BA(Hons). Bristol Polytechnic. UK. 1989. MFA. Southern Illinois University-Carbondale. USA. 1997.

My work has been included in the following competitive exhibitions: 4th Annual Art Biennial of Szeklerland. Romania (2016), 31st Annual International Exhibition. Texas, USA (2016), Splitgraphic 7-International Graphic Art Biennial. Croatia (2015), Pacific Rim International Print Exhibition. New Zealand (2015), 18th Internation Biennale of Graphic Art. Bulgaria (2015), Biennale Internationale d’Estampe Contemporaine de Trois Rivieres. Canada (2015), 2nd International Printmaking Triennial. Serbia (2014), Stand Out Prints International Juried Exhibition.
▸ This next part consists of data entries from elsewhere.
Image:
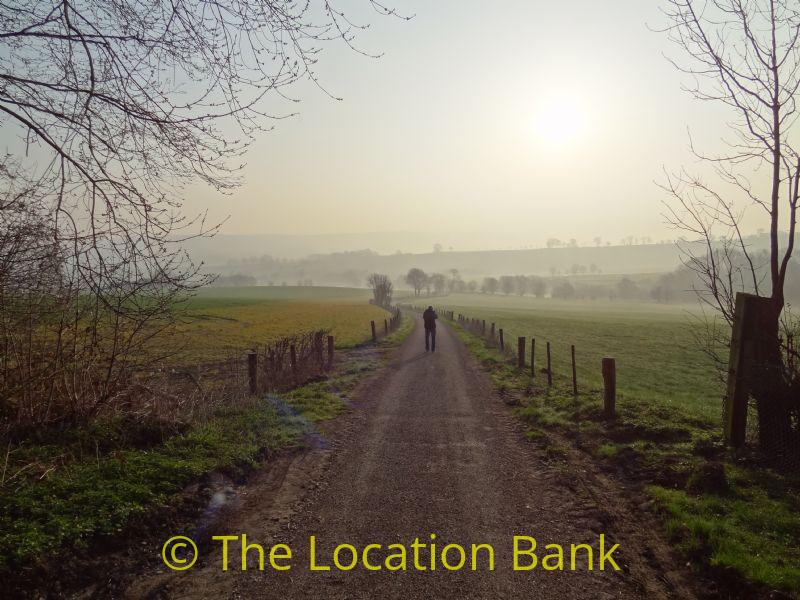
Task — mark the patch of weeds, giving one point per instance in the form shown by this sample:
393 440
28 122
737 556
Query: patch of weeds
118 471
608 450
751 533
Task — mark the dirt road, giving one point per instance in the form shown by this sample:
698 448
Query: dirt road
429 449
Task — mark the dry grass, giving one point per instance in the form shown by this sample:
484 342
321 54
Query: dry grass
226 321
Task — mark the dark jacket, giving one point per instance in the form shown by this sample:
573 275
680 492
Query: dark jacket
429 317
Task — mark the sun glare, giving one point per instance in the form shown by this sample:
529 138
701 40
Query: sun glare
560 121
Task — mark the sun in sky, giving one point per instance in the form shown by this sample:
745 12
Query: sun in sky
561 120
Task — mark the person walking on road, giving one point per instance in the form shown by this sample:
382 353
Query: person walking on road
429 318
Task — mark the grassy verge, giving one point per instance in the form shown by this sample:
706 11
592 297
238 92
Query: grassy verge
79 487
730 516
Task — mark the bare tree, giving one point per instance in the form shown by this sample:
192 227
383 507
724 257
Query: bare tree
745 54
490 285
438 281
507 284
117 106
417 279
382 289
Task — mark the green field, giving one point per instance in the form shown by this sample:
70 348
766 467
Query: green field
656 353
220 322
731 515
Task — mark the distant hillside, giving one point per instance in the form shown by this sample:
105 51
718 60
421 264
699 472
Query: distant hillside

MN, USA (2014), 1 st Novosibirsk International Triennial of Contemporary Graphic Art. Russia (2012), 6 th International Biennial of Douro (Invited). Portugal (2012), 3rd Bangkok Triennale International Print and Drawing Exhibition. Thailand (2012), 32nd National Print Exhibition. Artlink Gallery. IN, USA (2012), 3rd Qijiang International Print Festival. China (2011), and the Guanlan International Print Biennial. China (2011).

Artist Statement.
In our increasingly technological society it is becoming common to be spied upon or to perhaps spy on others. Just walking down the street can mean that you have been filmed several times, either from street cameras or ATM machines etc. Mobile phones record and transmit location details, Internet use is logged and many companies share customers information; ostensibly to aid in targeted marketing of goods and services.

It is through travelling that I have also become more aware of the information that is collected. To enter the United States my biometric details are recorded. Certainly this information is collected for good reason but it has made me question the range and diversity of surveillance that exists today.
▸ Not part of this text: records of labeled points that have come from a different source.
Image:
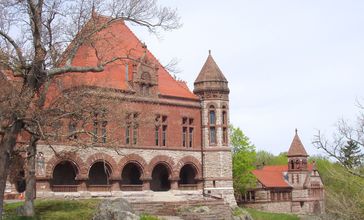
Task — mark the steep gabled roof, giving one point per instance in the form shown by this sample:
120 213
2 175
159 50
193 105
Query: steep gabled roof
210 72
117 40
297 148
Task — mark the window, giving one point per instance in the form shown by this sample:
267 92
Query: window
135 134
99 127
190 137
161 128
164 135
126 72
103 131
72 130
187 132
157 135
131 130
249 196
280 195
212 123
212 135
184 136
224 127
212 117
127 135
224 135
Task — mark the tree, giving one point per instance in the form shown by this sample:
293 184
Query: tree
347 145
38 41
243 160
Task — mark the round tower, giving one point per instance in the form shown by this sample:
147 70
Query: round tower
212 88
297 161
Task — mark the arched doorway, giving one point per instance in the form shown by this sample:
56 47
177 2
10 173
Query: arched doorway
130 177
187 175
160 178
64 177
98 177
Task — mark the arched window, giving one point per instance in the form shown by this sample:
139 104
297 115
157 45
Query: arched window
212 124
224 126
292 165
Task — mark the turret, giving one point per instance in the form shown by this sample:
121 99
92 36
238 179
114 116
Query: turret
297 155
212 88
Apart from governmental or institutional surveillance there is also a growth in the use of these technologies by private individuals. This is partly due to cost; almost all mobile phones for instance have some kind of basic camera and many are also sound and video recording devices. Only a few years ago almost no one carried a camera as they went about their daily routine, now it is commonplace. Almost any event, public or private, can and has been recorded by these phones. These images, and digital videos, can also now be uploaded to the Internet extremely quickly and be seen by millions; and certainly not always done with the consent of those filmed.

Most importantly I wish to draw attention to the amount of surveillance that exists, and that once this becomes an accepted part of society it may be difficult to remove. The use of bird imagery in my prints acts as a metaphor for surveillance. This adds an expressive character so that the viewer will not just see a sterile representation of equipment, but will be reminded that it is controlled and programmed by individuals.